HMRC has been accused of making fewer arrests on white-collar tax dodgers due to a lack of resources and criticism about it being too “trigger happy”.

The number of arrests made by the tax authority dropped by a third to 511 in the 12 months to April, compared with 782 over the previous tax year.

The analysis, by the law firm RPC, comes as concerns increase about the level of fraudulent claims made to the UK Government’s coronavirus pandemic support schemes.

HMRC is also benefitting from agreeing out-of-court settlements with wealthy taxpayers to pay back what they owe. The amount of tax collected through so-called plea bargain agreements soared to £119.4 million in the 12 months to the end of March, compared with £95.8m over the same period the year before, according to data compiled by Pinsent Masons.

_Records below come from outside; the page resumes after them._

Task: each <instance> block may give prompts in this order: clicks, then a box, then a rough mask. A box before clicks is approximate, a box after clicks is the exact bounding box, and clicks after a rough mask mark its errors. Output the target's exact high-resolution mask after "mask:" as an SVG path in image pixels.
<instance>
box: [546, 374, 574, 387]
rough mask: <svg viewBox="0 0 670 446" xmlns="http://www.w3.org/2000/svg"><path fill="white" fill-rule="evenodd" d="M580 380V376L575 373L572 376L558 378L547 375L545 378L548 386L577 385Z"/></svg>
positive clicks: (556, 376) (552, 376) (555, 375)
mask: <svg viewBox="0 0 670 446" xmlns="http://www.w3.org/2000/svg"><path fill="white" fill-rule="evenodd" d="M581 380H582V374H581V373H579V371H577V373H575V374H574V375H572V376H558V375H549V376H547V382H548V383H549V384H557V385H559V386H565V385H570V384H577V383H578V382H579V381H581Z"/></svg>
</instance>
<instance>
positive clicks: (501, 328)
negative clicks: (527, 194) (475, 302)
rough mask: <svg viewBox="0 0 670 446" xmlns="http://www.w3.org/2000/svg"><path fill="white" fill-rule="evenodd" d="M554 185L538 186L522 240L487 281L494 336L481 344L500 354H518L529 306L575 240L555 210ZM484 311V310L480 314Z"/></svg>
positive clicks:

The National Audit Office (NAO) has estimated that £3 billion may have been stolen in furlough money by criminal gangs and bogus employers.

Similarly, Scottish Financial News reported earlier this month that UK taxpayers could lose as much as £26bn from fraud, organised crime or default due to the lighter checks on Coronavirus Bounce Back loans.

The NAO said there was evidence of “significant levels of furlough fraud” from organised gangs “hijacking” claims and by employers taking money intended for staff on furlough. 

HMRC has similar criminal investigation powers to other UK law enforcement agencies, including making arrests for tax offences. The tax authority had previously been criticised for too many unnecessary arrests and has been subject to wrongful arrest claims.

RPC said that the resources spent fighting such claims and the negative publicity has made HMRC less trigger happy in making arrests. This has been denied by HMRC. 

Adam Craggs, the head of tax investigations at RPC, said: “Given that the majority of tax evaders are not hardcore criminals but fairly normal businesspeople who have made wrong decisions and just got out of their depth, arrests should be treated as a last resort.”

The firm claims that lockdown has also impeded HMRC’s ability to carry out investigations because the majority of its employees are working from home, The Times reports.

HMRC said it takes its responsibilities as a law enforcement agency very seriously and will only make arrests when absolutely necessary. It said that its investigators launched more than 12,600 civil and 600 criminal investigations in the past tax year.

It said: “We’re doing all this while tackling increasingly complex investigations and ever more sophisticated opponents.”